Barr told the AP in November that the federal Bureau of Prisons had been testing and conducting practice drills ahead of the first execution. He would not say where the drugs would come from.
Those chosen were among inmates who had exhausted their appeals, and the cases were forwarded to senior Justice Department officials who reviewed the cases and made recommendations to him, Barr said.
President Donald Trump has spoken often about capital punishment and his belief that executions serve as an effective deterrent and an appropriate punishment for some crimes, including mass shootings and the killings of police officers.
Lawyers for the men decried the Justice Department’s decision to move ahead with the executions.
Ruth Friedman, an attorney for Danny Lee, said the government relied on “junk science and false evidence” in his case and said he is trying to get a court to consider problems in his case. A federal judge denied Lee’s request for a new trial but noted that evidence presented by his attorneys “is reasonably likely” to have led to a different sentence.
“Given all of these circumstances, it would be unconscionable for the government to execute Danny Lee,” Friedman said.
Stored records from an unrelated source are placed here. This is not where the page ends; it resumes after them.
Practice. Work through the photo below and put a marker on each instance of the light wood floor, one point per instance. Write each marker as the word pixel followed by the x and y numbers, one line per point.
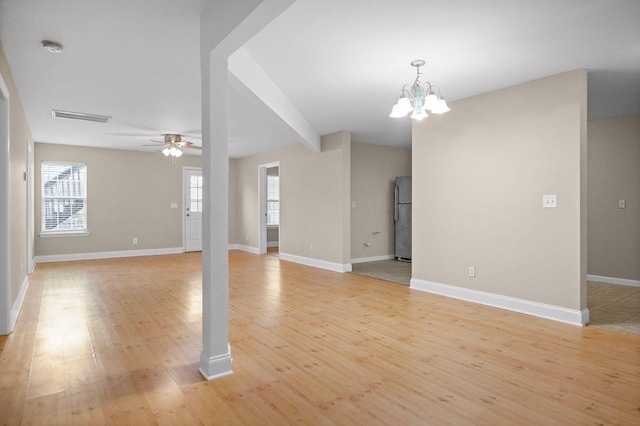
pixel 118 342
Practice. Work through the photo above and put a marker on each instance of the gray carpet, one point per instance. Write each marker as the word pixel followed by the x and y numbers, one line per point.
pixel 388 270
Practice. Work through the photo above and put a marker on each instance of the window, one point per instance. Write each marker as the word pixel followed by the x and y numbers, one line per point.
pixel 273 200
pixel 64 198
pixel 195 198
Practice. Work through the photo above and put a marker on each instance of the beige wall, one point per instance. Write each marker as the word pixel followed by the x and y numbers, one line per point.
pixel 373 172
pixel 314 199
pixel 19 140
pixel 129 195
pixel 613 175
pixel 479 174
pixel 233 201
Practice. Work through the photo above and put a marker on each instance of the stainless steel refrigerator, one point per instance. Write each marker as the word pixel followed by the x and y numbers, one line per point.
pixel 402 218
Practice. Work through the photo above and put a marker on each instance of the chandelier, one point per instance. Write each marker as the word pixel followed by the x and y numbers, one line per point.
pixel 418 98
pixel 173 143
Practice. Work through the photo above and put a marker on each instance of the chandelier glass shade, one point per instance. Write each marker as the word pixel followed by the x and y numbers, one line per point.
pixel 172 151
pixel 418 98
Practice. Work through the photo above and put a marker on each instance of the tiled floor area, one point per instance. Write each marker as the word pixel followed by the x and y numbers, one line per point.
pixel 612 306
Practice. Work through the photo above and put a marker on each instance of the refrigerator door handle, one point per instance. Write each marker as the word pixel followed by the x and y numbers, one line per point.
pixel 395 205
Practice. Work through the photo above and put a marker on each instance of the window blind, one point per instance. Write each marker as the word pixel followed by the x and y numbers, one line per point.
pixel 64 197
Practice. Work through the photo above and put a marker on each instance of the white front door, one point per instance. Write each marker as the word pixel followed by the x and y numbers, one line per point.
pixel 192 181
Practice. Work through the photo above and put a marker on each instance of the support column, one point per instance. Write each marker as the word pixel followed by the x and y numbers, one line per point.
pixel 215 360
pixel 224 27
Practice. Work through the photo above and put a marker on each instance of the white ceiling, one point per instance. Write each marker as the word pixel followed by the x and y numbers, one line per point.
pixel 341 63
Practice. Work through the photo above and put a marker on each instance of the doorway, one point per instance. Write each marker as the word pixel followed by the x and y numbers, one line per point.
pixel 269 212
pixel 192 202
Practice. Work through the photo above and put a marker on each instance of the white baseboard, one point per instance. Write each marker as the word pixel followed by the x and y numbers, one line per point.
pixel 373 259
pixel 15 309
pixel 107 254
pixel 316 263
pixel 248 249
pixel 611 280
pixel 217 366
pixel 556 313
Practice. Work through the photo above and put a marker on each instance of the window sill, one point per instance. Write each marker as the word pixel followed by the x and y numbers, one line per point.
pixel 64 234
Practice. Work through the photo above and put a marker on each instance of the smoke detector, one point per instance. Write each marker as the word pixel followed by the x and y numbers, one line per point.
pixel 51 46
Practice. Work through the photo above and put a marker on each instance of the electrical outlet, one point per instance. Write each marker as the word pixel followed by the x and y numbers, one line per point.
pixel 550 201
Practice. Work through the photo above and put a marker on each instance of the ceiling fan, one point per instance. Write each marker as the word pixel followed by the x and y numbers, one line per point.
pixel 173 144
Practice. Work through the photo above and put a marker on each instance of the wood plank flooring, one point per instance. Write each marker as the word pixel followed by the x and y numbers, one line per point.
pixel 117 341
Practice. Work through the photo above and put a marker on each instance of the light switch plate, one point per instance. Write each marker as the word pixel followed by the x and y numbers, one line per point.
pixel 550 201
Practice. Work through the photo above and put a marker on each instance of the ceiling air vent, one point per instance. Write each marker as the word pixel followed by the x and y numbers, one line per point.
pixel 80 116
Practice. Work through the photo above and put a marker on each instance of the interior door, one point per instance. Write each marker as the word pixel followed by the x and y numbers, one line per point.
pixel 192 181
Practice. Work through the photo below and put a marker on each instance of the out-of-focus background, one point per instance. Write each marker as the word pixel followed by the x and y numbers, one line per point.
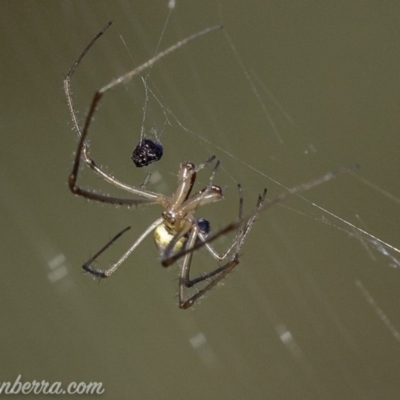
pixel 312 311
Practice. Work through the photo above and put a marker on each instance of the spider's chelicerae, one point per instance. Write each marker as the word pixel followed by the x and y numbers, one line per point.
pixel 177 233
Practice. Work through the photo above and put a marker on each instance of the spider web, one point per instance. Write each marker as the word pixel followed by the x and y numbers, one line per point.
pixel 331 237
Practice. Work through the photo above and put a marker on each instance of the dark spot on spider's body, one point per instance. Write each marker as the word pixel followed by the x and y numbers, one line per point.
pixel 147 152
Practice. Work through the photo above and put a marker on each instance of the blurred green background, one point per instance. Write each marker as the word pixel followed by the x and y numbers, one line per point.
pixel 311 312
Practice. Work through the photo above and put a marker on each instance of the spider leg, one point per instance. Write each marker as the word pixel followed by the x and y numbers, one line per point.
pixel 108 272
pixel 221 272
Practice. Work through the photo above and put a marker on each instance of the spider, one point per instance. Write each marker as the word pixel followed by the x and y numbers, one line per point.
pixel 177 233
Purkey’s attorney, Rebecca Woodman, said her client suffers from schizophrenia, Alzheimer’s disease and dementia and doesn’t understand why the government plans to execute him. “No execution should proceed unless and until the question of Wes’s competency is resolved,” she said.
And an attorney for Honken, Shawn Nolan, said Honken’s trial and sentencing proceeding were “plagued by misconduct and the ineffectiveness of counsel” and said he was been denied a full and fair review of the alleged defects in the case. Nolan described Honken as a “deeply remorseful and devout Catholic and loving father of two children.”
An attorney for Nelson did not immediately respond to a message seeking comment.